Speaker
Description
In the last two decades, several techniques have been developed to predict the occurrence of Solar Proton Events (SPEs), which are mainly based on the statistical association between the >10 MeV proton flux and precursor parameters. In this framework, the Empirical model for Solar Proton Event Real Time Alert (ESPERTA) provides a prediction of SPEs after the occurrence of ≥M2 solar flares, by taking as input parameters the heliolongitude of the flare source region, the soft X-ray fluence and the radio fluence at ~1 MHz (Laurenza et al., 2009). In this work we reinterpret the ESPERTA model in the framework of machine learning and, we apply the rare events corrections (i.e. SMOTE oversampling as well as the modified class weighted loss function).
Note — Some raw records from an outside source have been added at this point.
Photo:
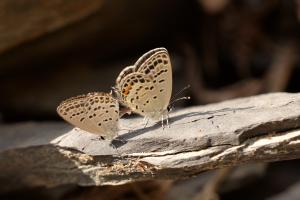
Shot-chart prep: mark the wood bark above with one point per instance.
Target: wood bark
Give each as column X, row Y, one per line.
column 262, row 128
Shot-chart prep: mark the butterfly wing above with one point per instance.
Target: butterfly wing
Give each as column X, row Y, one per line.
column 97, row 113
column 148, row 89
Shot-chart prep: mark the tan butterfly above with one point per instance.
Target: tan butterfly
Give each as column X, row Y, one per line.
column 96, row 113
column 146, row 87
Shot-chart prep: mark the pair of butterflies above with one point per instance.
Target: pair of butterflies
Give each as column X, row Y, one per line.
column 145, row 88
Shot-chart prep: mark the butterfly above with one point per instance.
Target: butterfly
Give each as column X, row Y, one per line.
column 146, row 87
column 96, row 112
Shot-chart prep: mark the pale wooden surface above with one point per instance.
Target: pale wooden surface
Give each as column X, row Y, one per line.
column 256, row 129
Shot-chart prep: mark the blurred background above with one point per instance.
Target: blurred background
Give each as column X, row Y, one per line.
column 52, row 50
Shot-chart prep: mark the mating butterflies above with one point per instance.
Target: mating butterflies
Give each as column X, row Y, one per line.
column 145, row 88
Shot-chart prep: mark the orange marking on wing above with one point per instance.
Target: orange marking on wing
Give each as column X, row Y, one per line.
column 127, row 89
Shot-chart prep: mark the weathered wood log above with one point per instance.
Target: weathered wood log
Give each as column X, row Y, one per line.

We find that by applying a cut-off on the heliolongitude of ≥M2 solar flares, we are able to reduce the False Alarm Rate (FAR) of the model. The cut-off is set to E20°, where the cumulative distribution of ≥M2 SPE-associated flares shows a break, which reflects the poor magnetic connection between the Earth and the Sun for eastern events. The best performances are obtained by using the SMOTE algorithm, leading to Probability Of Detection (POD) of 0.83 and a FAR of 0.39. Nevertheless, despite the implementation of rare events corrections to the model, we demonstrate that a relevant FAR on the predictions is a natural consequence of the sample base rates. Indeed, from a Bayesian point of view, we found that the FAR contains explicitly the prior knowledge about the class distributions. This is a critical issue of any statistical approach, thus we discuss the importance of performing the model validation by preserving the class distributions within training and test datasets.